Speaking before markets opened this morning, President George W. Bush and the Treasury Department said the government would invest part of the bailout money in banks in return for an equity stake, a move similar to those announced by European governments yesterday.

Treasury Secretary Henry Paulson Jr. told nine of the nation’s leading bankers about the plan at a meeting Monday afternoon, and they agreed to participate for the good of the U.S. economy. Half of the $250 billion will go toward buying stock in nine big banks, including Wells Fargo & Co., Bank of America Corp. and Goldman Sachs Group Inc. The other half will go toward smaller banks and thrifts.

The U.S. government also said this morning that it would guarantee new debt issued by banks for three years, a move designed to encourage banks to pick up lending again, and that the Federal Reserve would start a program to become a last-resort buyer of commercial paper, helping businesses get money they need for day-to-day operations.

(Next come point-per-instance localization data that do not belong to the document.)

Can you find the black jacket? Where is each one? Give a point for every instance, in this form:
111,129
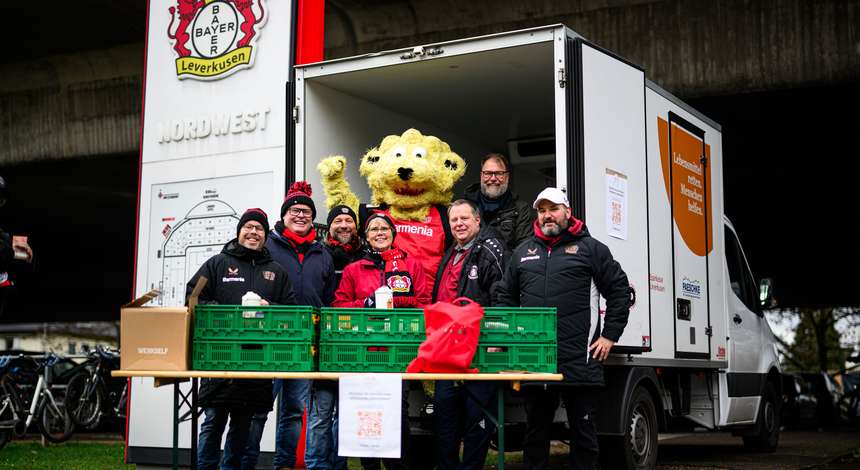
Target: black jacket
341,257
483,267
512,221
232,273
313,278
568,275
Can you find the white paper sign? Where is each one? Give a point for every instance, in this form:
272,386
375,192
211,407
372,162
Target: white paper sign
369,415
616,204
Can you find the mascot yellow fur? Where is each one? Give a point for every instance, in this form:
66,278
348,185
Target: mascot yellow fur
411,178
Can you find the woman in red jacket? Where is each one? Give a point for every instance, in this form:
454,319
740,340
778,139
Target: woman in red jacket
382,265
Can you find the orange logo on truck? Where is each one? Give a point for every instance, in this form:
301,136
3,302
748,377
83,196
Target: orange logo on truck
214,38
690,182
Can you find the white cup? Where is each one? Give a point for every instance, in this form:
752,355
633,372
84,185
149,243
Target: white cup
384,297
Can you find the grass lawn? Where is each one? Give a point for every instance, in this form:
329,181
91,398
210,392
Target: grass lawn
71,456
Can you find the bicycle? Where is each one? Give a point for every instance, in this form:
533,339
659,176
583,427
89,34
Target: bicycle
17,413
93,392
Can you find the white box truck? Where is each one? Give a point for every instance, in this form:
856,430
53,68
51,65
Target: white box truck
642,169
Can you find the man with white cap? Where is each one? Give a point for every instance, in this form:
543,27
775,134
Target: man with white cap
562,266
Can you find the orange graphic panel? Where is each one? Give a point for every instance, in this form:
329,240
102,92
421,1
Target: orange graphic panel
690,185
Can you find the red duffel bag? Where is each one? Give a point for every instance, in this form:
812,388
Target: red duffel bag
452,337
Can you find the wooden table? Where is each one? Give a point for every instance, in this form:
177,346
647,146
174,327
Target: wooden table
190,399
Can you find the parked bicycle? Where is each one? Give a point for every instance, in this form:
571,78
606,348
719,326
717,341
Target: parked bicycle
18,409
93,394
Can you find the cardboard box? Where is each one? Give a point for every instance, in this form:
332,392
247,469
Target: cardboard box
154,338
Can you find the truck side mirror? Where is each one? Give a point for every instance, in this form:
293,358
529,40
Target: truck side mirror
765,293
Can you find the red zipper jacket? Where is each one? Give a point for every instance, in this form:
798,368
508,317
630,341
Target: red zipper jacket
361,279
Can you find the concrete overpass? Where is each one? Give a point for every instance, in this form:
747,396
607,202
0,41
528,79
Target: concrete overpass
71,78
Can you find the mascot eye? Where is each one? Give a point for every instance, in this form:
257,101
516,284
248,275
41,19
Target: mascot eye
419,152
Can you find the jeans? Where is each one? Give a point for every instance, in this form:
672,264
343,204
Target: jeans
457,417
321,437
581,403
209,443
252,450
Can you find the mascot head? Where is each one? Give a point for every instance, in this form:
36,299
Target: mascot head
411,171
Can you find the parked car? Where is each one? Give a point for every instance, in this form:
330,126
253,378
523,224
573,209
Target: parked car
828,394
799,404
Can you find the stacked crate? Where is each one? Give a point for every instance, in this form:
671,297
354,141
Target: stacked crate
380,340
253,338
517,339
369,340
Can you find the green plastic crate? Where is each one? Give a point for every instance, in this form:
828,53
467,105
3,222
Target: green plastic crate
366,357
372,325
525,324
283,356
531,357
263,323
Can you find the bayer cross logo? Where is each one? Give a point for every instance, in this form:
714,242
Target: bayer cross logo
214,38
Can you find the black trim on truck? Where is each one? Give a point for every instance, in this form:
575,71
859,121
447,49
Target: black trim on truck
745,384
574,124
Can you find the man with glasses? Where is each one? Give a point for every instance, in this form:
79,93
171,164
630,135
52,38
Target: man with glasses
293,243
500,208
243,265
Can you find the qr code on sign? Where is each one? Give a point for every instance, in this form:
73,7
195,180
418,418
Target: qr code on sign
369,424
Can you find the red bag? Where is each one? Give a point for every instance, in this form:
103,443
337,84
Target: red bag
452,337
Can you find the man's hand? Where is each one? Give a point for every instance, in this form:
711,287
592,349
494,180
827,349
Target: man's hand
600,348
22,247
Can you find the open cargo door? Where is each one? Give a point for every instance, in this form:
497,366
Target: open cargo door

In addition, the Federal Deposit Insurance Corp. increased its deposit insurance limit from the $250,000 announced earlier this month to an unlimited guarantee on accounts that don’t pay interest; several small-business customers, which often carry balances over the federal insurance limits, have been withdrawing their money from weaker banks and moving it to bigger, more stable ones.

In a speech at the Rose Garden this morning, President Bush called these moves “unprecedented and aggressive,” but also “limited and temporary.”